In any case, there is not much point in reiterating what has already been stated by thoughtful citizens. Any number of opinions have been heard on the subject of civic sense and sensibility. It is evident that the message never reached home for the majority.
So, we have cities and towns immersed in ironies of various hues. And lives go on. We are relatively content taking pride in the growth of our GDP, in the manner we cushioned ourselves from the global economic crisis, in our membership of such clout-wielding clubs as G15 and BRIC, in our status as a contender for membership in the United Nations Security Council, in our ’emerging superpower’ tag, and in our elaborate malls and fancy cars. Of course, we also behave rather well as visitors in foreign countries (some of us would question that, though).

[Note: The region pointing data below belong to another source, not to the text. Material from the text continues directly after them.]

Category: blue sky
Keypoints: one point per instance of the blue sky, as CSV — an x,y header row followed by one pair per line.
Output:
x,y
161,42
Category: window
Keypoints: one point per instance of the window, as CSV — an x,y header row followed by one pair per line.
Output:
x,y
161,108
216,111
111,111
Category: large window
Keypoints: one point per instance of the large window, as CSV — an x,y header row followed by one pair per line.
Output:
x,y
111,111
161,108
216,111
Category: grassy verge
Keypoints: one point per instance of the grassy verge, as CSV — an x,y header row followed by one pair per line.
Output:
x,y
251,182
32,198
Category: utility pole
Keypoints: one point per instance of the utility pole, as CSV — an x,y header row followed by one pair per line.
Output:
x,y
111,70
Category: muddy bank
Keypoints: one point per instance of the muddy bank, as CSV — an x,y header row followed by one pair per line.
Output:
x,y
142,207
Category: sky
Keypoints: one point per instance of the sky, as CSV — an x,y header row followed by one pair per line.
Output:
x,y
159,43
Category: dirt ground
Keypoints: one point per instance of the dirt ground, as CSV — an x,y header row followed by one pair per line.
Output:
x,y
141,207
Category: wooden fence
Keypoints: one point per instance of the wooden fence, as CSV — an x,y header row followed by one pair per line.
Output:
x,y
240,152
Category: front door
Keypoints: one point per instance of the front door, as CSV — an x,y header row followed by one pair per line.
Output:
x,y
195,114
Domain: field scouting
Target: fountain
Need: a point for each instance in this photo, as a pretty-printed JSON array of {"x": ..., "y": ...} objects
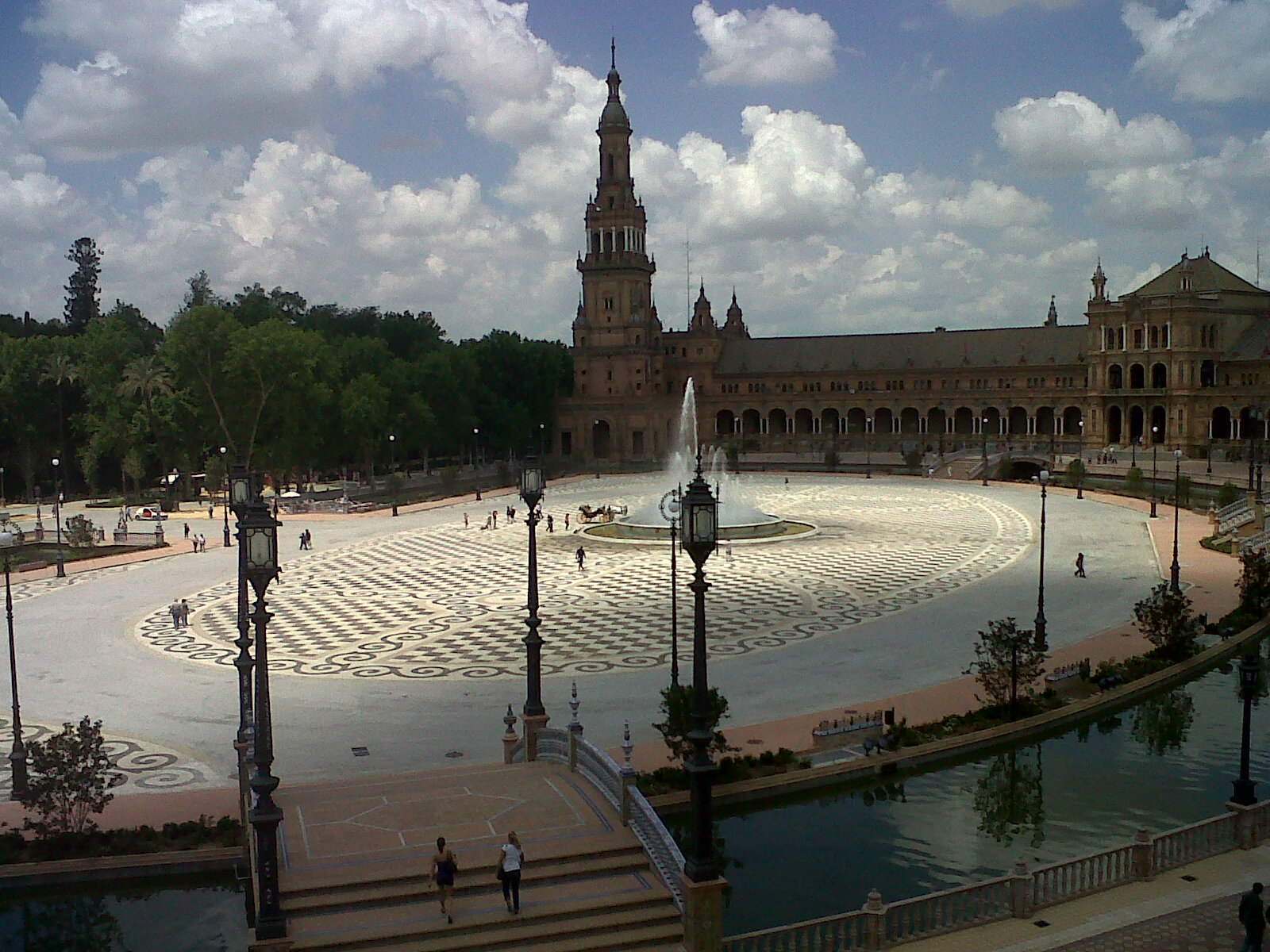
[{"x": 738, "y": 520}]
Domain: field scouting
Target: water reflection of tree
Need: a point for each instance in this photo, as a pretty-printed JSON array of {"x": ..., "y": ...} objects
[
  {"x": 70, "y": 924},
  {"x": 1161, "y": 723},
  {"x": 1010, "y": 799}
]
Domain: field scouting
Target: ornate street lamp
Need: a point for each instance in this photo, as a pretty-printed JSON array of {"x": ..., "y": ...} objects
[
  {"x": 533, "y": 486},
  {"x": 1250, "y": 674},
  {"x": 984, "y": 431},
  {"x": 1080, "y": 486},
  {"x": 1175, "y": 570},
  {"x": 869, "y": 447},
  {"x": 700, "y": 539},
  {"x": 258, "y": 539},
  {"x": 1153, "y": 447},
  {"x": 18, "y": 755},
  {"x": 1043, "y": 479},
  {"x": 671, "y": 507},
  {"x": 57, "y": 516},
  {"x": 225, "y": 478}
]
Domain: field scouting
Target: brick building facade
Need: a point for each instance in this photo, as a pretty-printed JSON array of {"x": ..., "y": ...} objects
[{"x": 1181, "y": 361}]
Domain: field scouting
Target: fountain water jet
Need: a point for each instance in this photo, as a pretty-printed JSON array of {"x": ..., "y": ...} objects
[{"x": 738, "y": 520}]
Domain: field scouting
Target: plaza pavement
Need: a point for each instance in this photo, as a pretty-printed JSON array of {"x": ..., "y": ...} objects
[{"x": 76, "y": 654}]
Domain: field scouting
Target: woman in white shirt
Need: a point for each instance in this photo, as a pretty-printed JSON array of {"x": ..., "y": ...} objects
[{"x": 510, "y": 861}]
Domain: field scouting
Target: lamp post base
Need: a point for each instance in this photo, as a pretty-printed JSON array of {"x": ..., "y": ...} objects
[
  {"x": 533, "y": 725},
  {"x": 1245, "y": 793},
  {"x": 702, "y": 914}
]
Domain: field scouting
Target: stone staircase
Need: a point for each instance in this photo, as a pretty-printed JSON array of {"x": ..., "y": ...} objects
[{"x": 587, "y": 886}]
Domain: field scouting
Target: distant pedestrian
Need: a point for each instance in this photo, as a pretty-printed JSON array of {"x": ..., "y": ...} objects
[
  {"x": 1253, "y": 918},
  {"x": 444, "y": 869},
  {"x": 511, "y": 858}
]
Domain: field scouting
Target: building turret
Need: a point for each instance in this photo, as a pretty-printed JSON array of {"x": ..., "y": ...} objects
[
  {"x": 736, "y": 325},
  {"x": 702, "y": 317},
  {"x": 1100, "y": 283}
]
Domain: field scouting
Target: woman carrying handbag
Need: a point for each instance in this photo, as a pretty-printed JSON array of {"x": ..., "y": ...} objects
[{"x": 510, "y": 860}]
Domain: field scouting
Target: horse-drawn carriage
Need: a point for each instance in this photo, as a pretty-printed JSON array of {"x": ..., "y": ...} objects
[{"x": 602, "y": 513}]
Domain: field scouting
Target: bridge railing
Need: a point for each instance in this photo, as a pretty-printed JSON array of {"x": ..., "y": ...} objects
[{"x": 880, "y": 926}]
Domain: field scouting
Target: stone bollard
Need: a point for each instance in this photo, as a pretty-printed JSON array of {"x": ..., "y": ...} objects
[
  {"x": 1020, "y": 892},
  {"x": 628, "y": 774},
  {"x": 575, "y": 729},
  {"x": 1246, "y": 822},
  {"x": 876, "y": 920},
  {"x": 510, "y": 738},
  {"x": 1142, "y": 860}
]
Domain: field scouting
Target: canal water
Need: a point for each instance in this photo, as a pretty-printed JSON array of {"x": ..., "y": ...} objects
[
  {"x": 175, "y": 914},
  {"x": 1166, "y": 763}
]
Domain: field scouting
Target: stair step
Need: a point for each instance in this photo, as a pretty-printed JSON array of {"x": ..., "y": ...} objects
[
  {"x": 597, "y": 919},
  {"x": 419, "y": 888},
  {"x": 308, "y": 881}
]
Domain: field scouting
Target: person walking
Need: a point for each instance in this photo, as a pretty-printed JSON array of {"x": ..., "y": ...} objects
[
  {"x": 444, "y": 869},
  {"x": 511, "y": 858},
  {"x": 1253, "y": 918}
]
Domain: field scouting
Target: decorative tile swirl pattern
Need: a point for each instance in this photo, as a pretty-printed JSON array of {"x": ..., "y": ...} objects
[{"x": 446, "y": 602}]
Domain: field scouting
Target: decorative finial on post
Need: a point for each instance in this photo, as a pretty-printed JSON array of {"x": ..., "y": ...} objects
[
  {"x": 575, "y": 725},
  {"x": 626, "y": 749}
]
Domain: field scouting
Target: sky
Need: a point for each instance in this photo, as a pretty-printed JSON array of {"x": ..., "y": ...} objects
[{"x": 846, "y": 165}]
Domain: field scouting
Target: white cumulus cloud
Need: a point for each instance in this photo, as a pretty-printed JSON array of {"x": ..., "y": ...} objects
[
  {"x": 983, "y": 10},
  {"x": 1212, "y": 51},
  {"x": 774, "y": 44},
  {"x": 1068, "y": 132}
]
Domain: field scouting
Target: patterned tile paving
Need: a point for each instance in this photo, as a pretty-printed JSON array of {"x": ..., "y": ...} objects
[
  {"x": 444, "y": 602},
  {"x": 145, "y": 767}
]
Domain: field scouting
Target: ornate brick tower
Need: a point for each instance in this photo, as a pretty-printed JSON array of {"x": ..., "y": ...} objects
[{"x": 614, "y": 413}]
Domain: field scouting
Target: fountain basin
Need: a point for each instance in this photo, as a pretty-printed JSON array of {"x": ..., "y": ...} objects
[{"x": 772, "y": 530}]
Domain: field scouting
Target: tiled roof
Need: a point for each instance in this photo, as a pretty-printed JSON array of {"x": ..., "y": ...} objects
[
  {"x": 1206, "y": 274},
  {"x": 940, "y": 349}
]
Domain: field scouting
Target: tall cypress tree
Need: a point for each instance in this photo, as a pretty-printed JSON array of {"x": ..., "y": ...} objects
[{"x": 82, "y": 291}]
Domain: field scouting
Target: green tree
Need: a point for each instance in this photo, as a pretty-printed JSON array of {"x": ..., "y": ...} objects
[
  {"x": 70, "y": 774},
  {"x": 677, "y": 721},
  {"x": 82, "y": 291},
  {"x": 1166, "y": 621},
  {"x": 1255, "y": 582},
  {"x": 1076, "y": 473},
  {"x": 1006, "y": 663}
]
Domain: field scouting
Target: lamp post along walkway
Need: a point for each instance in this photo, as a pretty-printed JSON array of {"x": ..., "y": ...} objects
[
  {"x": 18, "y": 754},
  {"x": 702, "y": 880},
  {"x": 258, "y": 539},
  {"x": 1250, "y": 677},
  {"x": 533, "y": 486},
  {"x": 1041, "y": 579}
]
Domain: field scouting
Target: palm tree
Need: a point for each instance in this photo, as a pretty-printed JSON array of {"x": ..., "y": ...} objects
[{"x": 148, "y": 378}]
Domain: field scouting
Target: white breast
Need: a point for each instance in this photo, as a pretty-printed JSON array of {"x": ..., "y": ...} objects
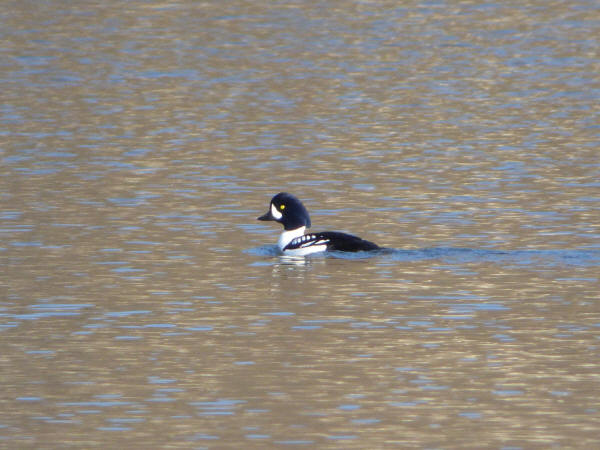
[{"x": 287, "y": 236}]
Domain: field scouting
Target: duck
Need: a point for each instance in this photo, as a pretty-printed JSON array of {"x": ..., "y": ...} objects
[{"x": 289, "y": 211}]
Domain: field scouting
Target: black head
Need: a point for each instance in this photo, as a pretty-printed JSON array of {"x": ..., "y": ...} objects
[{"x": 288, "y": 211}]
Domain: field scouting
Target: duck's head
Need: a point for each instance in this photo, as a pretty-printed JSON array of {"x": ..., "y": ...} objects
[{"x": 288, "y": 211}]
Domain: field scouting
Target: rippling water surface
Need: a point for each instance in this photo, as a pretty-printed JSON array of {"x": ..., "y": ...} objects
[{"x": 143, "y": 305}]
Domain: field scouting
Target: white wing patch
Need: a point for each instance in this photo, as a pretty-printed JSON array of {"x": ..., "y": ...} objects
[{"x": 307, "y": 240}]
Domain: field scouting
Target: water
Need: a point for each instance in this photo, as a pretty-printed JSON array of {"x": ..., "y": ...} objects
[{"x": 144, "y": 306}]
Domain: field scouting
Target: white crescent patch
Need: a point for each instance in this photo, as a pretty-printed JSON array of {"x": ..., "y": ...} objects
[{"x": 275, "y": 213}]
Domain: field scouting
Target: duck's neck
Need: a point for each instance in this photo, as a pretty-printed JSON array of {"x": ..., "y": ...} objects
[{"x": 286, "y": 237}]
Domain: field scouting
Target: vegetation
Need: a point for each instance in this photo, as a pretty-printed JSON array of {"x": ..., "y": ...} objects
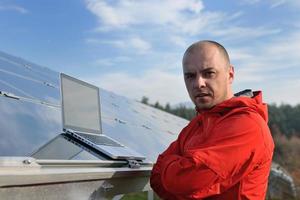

The mess back home can wait to be cleaned. What we do not ask is, who will take the onus? Will it be our children’s children, since our children will naturally follow the examples they see around themselves and have
learnt to adapt themselves to the ironies? Will it be our government? Will it be our neighbours, since they are most often at the receiving ends, literally speaking?
The instances and metaphors of our lack of civic sense are many, and they are not funny anymore. The fact that we mock our own situation does not redeem the situation. The point is, we need to ask questions of ourselves and of everyone else, and find the answers as well. The government, civic agencies and NGOs can take any number of initiatives, but all of these are bound to fall flat on our face if each one of us do not take a conscious decision on a daily basis not to throw even something as pitiable as a toffee wrapper on the roadside.
Can we think of ways to get a national movement going and, more importantly, get everyone to join in? Can we start thinking of every single citizen as an individual, rather than as a statistical accident that is dispensable? Can we start teaching ourselves that the garbage we contribute daily eventually comes back to us, in whatever form ” in the air that we breathe, in the water that we use, in the diseases that we help foster, in the ecosystem that we exist in? It is a surreptitious thing, indeed, but there is no escaping.
Why are there such few public campaigns on the subject? Why aren’t we seeing more mass-education/awareness programmes? Why don’t we see public spitters being pulled up? How can we make change inspiring? How can we incentivise change? What should change so that we learn to be serious about things that we have been remarkably flippant about?
Finally, if it’s a cover-up, who are we deceiving? Can we discuss and start finding the answers before it’s too late?